This project aims to develop a Machine Learning algorithm to detect fake news in the English language. Several classifiers are testes together with bag of words processing of the text.

Questions

Given a news defined bu it´s title and text determine if the news is a real news article or fake news.

Fake news is one of the great plagues of the modern fully connected age. They are now back on the spotlight in the context of the COVID-19 crisis, as rumours spread even faster than the virus.

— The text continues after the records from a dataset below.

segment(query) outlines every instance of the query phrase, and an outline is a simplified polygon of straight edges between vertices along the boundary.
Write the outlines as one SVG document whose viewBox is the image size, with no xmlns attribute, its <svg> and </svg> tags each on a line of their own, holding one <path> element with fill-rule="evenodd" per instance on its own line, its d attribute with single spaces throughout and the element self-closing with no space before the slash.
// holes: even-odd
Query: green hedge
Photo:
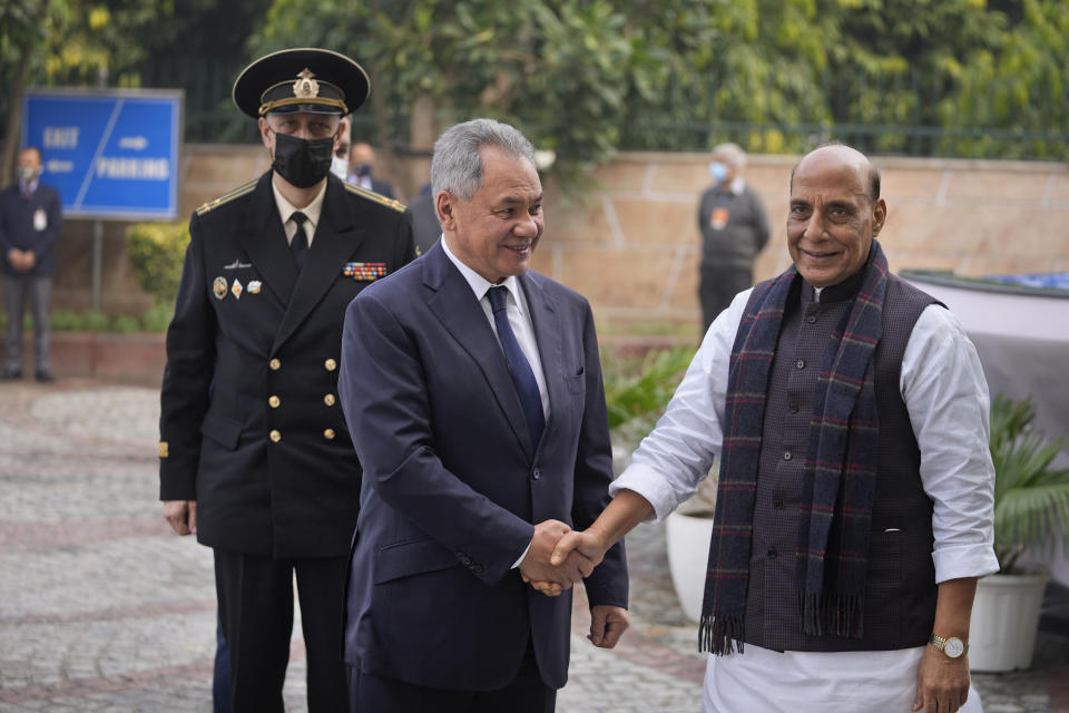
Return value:
<svg viewBox="0 0 1069 713">
<path fill-rule="evenodd" d="M 126 229 L 126 252 L 145 292 L 173 305 L 189 244 L 186 223 L 135 223 Z"/>
</svg>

To be able to effectively identify and eliminate fake news is paramount to any democracy.

To approach this issue using Machine Learning a Bag of Words approach is used, and the text is first vectorized. Then several classifiers are tested and tuned to find the optimal model.

Dataset

The original data to train/test the models is obtained from two Kaggle datasets. You can find them here and here. Both datasets include the article text and title.

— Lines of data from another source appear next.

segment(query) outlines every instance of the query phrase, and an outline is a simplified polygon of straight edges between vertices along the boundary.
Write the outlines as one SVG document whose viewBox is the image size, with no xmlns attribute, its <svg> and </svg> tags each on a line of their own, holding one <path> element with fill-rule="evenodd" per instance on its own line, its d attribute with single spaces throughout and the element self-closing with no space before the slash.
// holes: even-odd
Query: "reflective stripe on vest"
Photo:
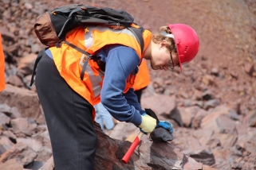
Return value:
<svg viewBox="0 0 256 170">
<path fill-rule="evenodd" d="M 102 83 L 101 76 L 104 76 L 104 73 L 98 71 L 99 75 L 94 75 L 92 68 L 90 66 L 86 67 L 85 71 L 87 72 L 93 86 L 93 92 L 94 98 L 98 97 L 100 95 L 101 87 L 100 83 Z"/>
</svg>

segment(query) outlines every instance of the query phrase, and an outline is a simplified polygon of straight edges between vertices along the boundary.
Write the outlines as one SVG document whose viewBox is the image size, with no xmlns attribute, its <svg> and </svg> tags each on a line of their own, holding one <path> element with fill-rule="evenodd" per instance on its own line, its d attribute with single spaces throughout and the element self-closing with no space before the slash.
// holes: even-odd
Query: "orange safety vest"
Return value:
<svg viewBox="0 0 256 170">
<path fill-rule="evenodd" d="M 147 66 L 147 61 L 145 60 L 143 60 L 139 67 L 139 72 L 136 74 L 136 78 L 135 79 L 133 89 L 134 91 L 138 91 L 146 87 L 149 84 L 150 75 Z"/>
<path fill-rule="evenodd" d="M 0 33 L 0 91 L 6 88 L 5 81 L 5 56 L 2 45 L 2 35 Z"/>
<path fill-rule="evenodd" d="M 146 49 L 152 39 L 152 33 L 145 30 L 143 33 L 144 49 Z M 132 48 L 140 59 L 143 59 L 138 41 L 133 33 L 127 29 L 113 29 L 105 26 L 78 27 L 66 35 L 65 41 L 90 54 L 107 44 L 120 44 Z M 91 105 L 100 102 L 100 91 L 104 79 L 104 74 L 98 64 L 93 60 L 89 60 L 85 69 L 83 81 L 80 75 L 82 66 L 80 64 L 85 55 L 66 44 L 62 44 L 61 48 L 49 48 L 54 63 L 61 75 L 66 83 L 77 93 L 85 99 Z M 124 93 L 132 87 L 135 75 L 131 74 L 128 78 Z M 95 118 L 93 110 L 93 118 Z"/>
</svg>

Additionaly, a small more recent data set of COVID 19 news was used to test the model performance with news from a different context and timeline of the original data. This data is included in the file 'corona_fake.csv' included in this repository.

Cleaning

The data sets required some cleaning for missing entries. The process used is described in detail in the notebooks. Also, since the size was very unbalanced (150K entries versus 12K), the "true news" data set was sampled so that a balanced training set was used for the model.

Analysis

The first step in the project is process the text - cleaning punctuation, tokenizing, stemming, lemmatization and stop word removing followed by vectorization and tf-idf transforming.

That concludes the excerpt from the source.